息は白いもやになって、空気中に溶ける。遠くで電気をつくっている風車が、ゆっくりとまわって、どこからかアジフライの香りが漂ってきた。ミカはまたフゥと白い息を吐く。風車がまわる。懐かしいアジフライの衣の香りが鼻をくすぐる。「三沢のエルボーが、待ってるわよぉ」。母の声が聞こえた。

小学生のころ、ミカは都心に住んでいた。門限は17時15分で、夕方の鐘がなったら走って帰らなきゃいけなかった。お母さんに怒られるのはもちろん、三沢のおじちゃんが帰ってしまう。ミカにとっては、三沢のほうが大問題だった。

だからミカは、ほとんど門限に遅れたことがない。17時過ぎには家に着いて、すぐに「三沢のおじちゃん」と呼んだ。すると決まって居間から三沢光晴がのしのしと現れて、ミカの側頭部に勢いよくエルボーを入れて「オラこいよこらァ!」とTシャツを脱ぎ捨てるのであった。

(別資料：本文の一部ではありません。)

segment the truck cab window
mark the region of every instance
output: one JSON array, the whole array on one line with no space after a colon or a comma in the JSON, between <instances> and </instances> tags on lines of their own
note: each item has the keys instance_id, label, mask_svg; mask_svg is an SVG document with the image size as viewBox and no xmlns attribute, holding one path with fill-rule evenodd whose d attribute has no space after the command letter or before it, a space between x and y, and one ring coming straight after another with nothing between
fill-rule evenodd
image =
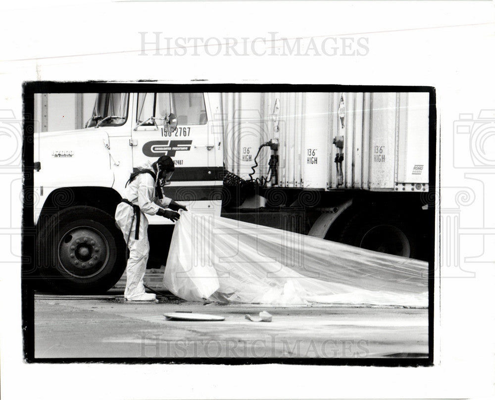
<instances>
[{"instance_id":1,"label":"truck cab window","mask_svg":"<svg viewBox=\"0 0 495 400\"><path fill-rule=\"evenodd\" d=\"M129 94L99 93L85 127L119 126L127 120Z\"/></svg>"},{"instance_id":2,"label":"truck cab window","mask_svg":"<svg viewBox=\"0 0 495 400\"><path fill-rule=\"evenodd\" d=\"M177 116L178 125L204 125L206 110L202 93L174 93L173 112Z\"/></svg>"},{"instance_id":3,"label":"truck cab window","mask_svg":"<svg viewBox=\"0 0 495 400\"><path fill-rule=\"evenodd\" d=\"M142 126L153 125L152 118L168 116L171 112L170 93L139 93L136 122Z\"/></svg>"}]
</instances>

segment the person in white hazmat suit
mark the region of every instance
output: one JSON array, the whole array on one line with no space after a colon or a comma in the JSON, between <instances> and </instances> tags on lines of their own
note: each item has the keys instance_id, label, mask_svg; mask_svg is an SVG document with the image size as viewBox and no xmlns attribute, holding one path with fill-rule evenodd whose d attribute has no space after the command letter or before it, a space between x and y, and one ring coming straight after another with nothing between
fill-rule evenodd
<instances>
[{"instance_id":1,"label":"person in white hazmat suit","mask_svg":"<svg viewBox=\"0 0 495 400\"><path fill-rule=\"evenodd\" d=\"M155 295L146 293L143 283L149 252L146 214L160 215L175 222L180 217L177 211L187 211L185 206L163 196L162 187L170 184L174 170L173 160L168 155L162 155L154 162L148 161L138 168L131 174L126 184L124 198L115 210L115 220L129 250L124 292L127 300L156 300Z\"/></svg>"}]
</instances>

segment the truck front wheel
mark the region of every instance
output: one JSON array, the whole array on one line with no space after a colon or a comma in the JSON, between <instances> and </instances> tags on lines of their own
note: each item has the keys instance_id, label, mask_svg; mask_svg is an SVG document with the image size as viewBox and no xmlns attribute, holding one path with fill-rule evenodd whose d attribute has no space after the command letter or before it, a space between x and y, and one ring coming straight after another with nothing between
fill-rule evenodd
<instances>
[{"instance_id":1,"label":"truck front wheel","mask_svg":"<svg viewBox=\"0 0 495 400\"><path fill-rule=\"evenodd\" d=\"M361 211L342 226L331 240L375 251L419 259L427 252L409 217L376 210Z\"/></svg>"},{"instance_id":2,"label":"truck front wheel","mask_svg":"<svg viewBox=\"0 0 495 400\"><path fill-rule=\"evenodd\" d=\"M125 269L122 233L112 216L93 207L71 207L54 214L37 245L46 256L41 274L59 292L105 292Z\"/></svg>"}]
</instances>

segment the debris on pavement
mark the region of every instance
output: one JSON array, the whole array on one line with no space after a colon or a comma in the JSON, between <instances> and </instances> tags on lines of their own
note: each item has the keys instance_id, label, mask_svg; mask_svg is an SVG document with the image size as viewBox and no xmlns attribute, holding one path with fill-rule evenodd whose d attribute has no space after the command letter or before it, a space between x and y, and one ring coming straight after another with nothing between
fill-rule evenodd
<instances>
[{"instance_id":1,"label":"debris on pavement","mask_svg":"<svg viewBox=\"0 0 495 400\"><path fill-rule=\"evenodd\" d=\"M245 318L249 321L252 321L253 322L272 322L272 314L266 311L262 311L259 313L259 318L251 317L249 314L247 314Z\"/></svg>"},{"instance_id":2,"label":"debris on pavement","mask_svg":"<svg viewBox=\"0 0 495 400\"><path fill-rule=\"evenodd\" d=\"M170 312L163 315L169 321L224 321L225 317L193 312Z\"/></svg>"}]
</instances>

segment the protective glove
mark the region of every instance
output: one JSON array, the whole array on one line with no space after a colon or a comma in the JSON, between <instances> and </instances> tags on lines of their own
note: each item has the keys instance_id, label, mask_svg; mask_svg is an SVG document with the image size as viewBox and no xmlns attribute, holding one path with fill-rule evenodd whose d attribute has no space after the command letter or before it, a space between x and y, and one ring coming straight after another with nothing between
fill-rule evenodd
<instances>
[{"instance_id":1,"label":"protective glove","mask_svg":"<svg viewBox=\"0 0 495 400\"><path fill-rule=\"evenodd\" d=\"M174 211L179 211L179 210L188 210L185 205L182 205L179 204L179 203L176 203L173 200L170 201L170 203L168 205L168 208Z\"/></svg>"},{"instance_id":2,"label":"protective glove","mask_svg":"<svg viewBox=\"0 0 495 400\"><path fill-rule=\"evenodd\" d=\"M175 211L171 211L170 210L160 209L156 213L156 215L159 215L160 217L163 217L164 218L168 218L174 222L178 221L179 218L181 217L181 214L178 212L176 212Z\"/></svg>"}]
</instances>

ミカが嬉しそうに笑うと、おじちゃんは「ヘラヘラしてんじゃねェよこらァ! オラもっとこいオラァ!」と挑発しながら靴を履いて帰っていく。ミカが嬉しそうに「また来てねぇ」と呼びかけると、決まって「ったりめーだ、オラァ」と言いながら、外に出ていくのだった。

小学生のミカは三沢のおじちゃんが笑ったところを、見たことがなかった。そして三沢のおじちゃんと母親の白昼を知らなかった。24になった今は、すべてがなんとなくわかるけど、別にどうってことない。だから白い息を吐いて風車を回し、アジフライの懐かしさにひたる。

朝日が昇る瞬間が好き、と思ったので「朝日が昇る瞬間が好き」と声に出した。もうすっかり消えた側頭部のあざを思い出しながら、暖炉に火をつける。木々は風に吹かれた。野生的な影が揺れて、ミカは食品庫から塩と卵、食パン、バターを取り出した。